Adapun dukungan yang disetujui oleh Komisi VI DPR RI di antaranya terkait pelaksanaan dan percepatan restrukturisasi utang dan penyediaan modal kerja oleh Danantara sebesar USD500 juta yang akan diberikan secara bertahap untuk pemenuhan kebutuhan bahan baku untuk operasional Perusahaan, pengendalian tata niaga impor, percepatan penerapan instrument perlindungan pasar baja domestik, pelaksanaan hilirisasi produk baja melalui sinergi dengan berbagai industri terutama dalam mendukung Asta Cita, menjadikan Krakatau Steel Group sebagai one stop services sebagai kepanjangan tangan Pemerintah Indonesia, hingga mengadakan rapat kerja atau konsinyering dengan Danantara, Kementerian Perindustrian, Kementerian Perdagangan, Kementerian Keuangan, para pelaku industri baja nasional, hingga industri lainnya yang masih berkaitan dengan upaya penyelamatan industri baja nasional.

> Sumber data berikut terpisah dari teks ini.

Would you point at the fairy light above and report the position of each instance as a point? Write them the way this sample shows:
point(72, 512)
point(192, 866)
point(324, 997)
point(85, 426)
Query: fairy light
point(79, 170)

“Semua anggota Komisi VI DPR RI mendukung upaya perbaikan untuk Krakatau Steel sebagai industri baja nasional ini bisa lebih maju lagi, dan ini sangat erat kaitannya dengan kebijakan-kebijakan Pemerintah yang harus terus kita dorong,” jelas Pimpinan Rapat Dengar Pendapat / Wakil Ketua Komisi VI DPR RI, Adisatrya Suryo Sulisto.
Direktur Utama Krakatau Steel Akbar Djohan mengapresiasi dukungan yang diberikan oleh Komisi VI DPR RI sebagai semangat baru bahwa pihak legislatif memberikan atensi yang luar biasa terhadap kebangkitan Krakatau Steel beserta industri baja nasional. “Tidak ada satu pun negara besar di dunia yang tidak memiliki industri baja yang kuat, sehingga kami bertekad mati-matian membuktikan janji kami yaitu memberikan keuntungan di tahun ini bahkan tahun-tahun berikutnya akan menjadi kenyataan,” tutup Akbar Djohan yang juga menjabat sebagai Chairman ALFI/ILFA (Asosiasi Logistik & Forwarder Indonesia) serta Chairman IISIA (Indonesia Iron & Steel Industry Association).
Lebih lanjut, inisiatif tersebut adalah bagian dari kemajuan/kesejahteraan masyarakat Indonesia. Dan hal ini bagian dari ASTA CITA Presiden Prabowo Subianto.